Ambition fulfilled we headed to South Alligator (so called because the first explorers thought the creatures they were seeing were Alligators not Crocs) and set up camp for the night.

Ubirr, Kakadu
Ubirr, Kakadu National Park Northern Territory Australia
From Kakadu NP

Refreshed and clean we headed in the direction of Ubirr and the main source of the World Heritage listing – the Aboriginal Rock Art. Some of the art is estimated to be up to 4000 yrs old and they have gone to great lengths to preserve it. There are railings guarding the rocks for which there is a $5,500 fine if you cross. There is also a bead of silicone around the art to stop rain water dripping on to it and degrading it.
Ubirr is also the site of a 360 degree lookout over the surrounding wetlands and of the Arnhem Escarpment. Arnhem Land is a massive area of land under Aboriginal ownership and you need a permit to enter the area – it is a mysterious place!

Ubirr again
Ubirr, Kakadu National Park Northern Territory Australia
From Kakadu NP

Also visible from the lookout and probably the most exciting thing of all (Carl) you could see one of the places where Crocodile Dundee was shot.

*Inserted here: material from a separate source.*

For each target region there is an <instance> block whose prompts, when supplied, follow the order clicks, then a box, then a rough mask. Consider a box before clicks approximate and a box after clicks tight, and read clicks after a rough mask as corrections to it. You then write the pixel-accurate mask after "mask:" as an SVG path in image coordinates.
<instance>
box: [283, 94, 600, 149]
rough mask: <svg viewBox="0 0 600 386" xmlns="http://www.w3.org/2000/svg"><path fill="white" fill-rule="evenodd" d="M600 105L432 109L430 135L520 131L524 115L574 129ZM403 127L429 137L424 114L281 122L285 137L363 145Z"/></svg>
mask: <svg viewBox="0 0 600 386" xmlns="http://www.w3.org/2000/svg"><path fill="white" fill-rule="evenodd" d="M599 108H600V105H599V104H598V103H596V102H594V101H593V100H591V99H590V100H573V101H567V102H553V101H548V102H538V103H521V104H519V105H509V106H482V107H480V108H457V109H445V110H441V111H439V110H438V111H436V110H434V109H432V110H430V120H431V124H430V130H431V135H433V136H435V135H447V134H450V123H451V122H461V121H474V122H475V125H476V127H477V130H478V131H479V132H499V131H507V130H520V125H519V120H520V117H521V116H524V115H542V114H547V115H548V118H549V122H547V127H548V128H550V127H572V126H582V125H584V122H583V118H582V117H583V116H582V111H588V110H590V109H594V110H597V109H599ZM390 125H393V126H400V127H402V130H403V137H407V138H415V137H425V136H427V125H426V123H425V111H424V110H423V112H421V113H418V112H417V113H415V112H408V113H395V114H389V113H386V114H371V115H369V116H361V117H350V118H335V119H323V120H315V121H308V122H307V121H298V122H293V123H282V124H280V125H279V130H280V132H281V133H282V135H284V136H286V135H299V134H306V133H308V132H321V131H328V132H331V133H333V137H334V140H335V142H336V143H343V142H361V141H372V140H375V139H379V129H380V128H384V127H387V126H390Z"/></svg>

Kakadu was used heavily for this film and Carl was excited to have seen a piece of it.
From Ubirr we headed for the Uranium mining town of Jabiru for a few supplies, stopped in at the visitor centre for some interesting facts and then headed out of the park to the Mary River Roadhouse. We realise we did not see all the park had to offer and had we more time Jim Jim Falls (via 160kms return of rough dirt road) would have been on the list, but time is very much of the essence and we bid farewell to Kakadu.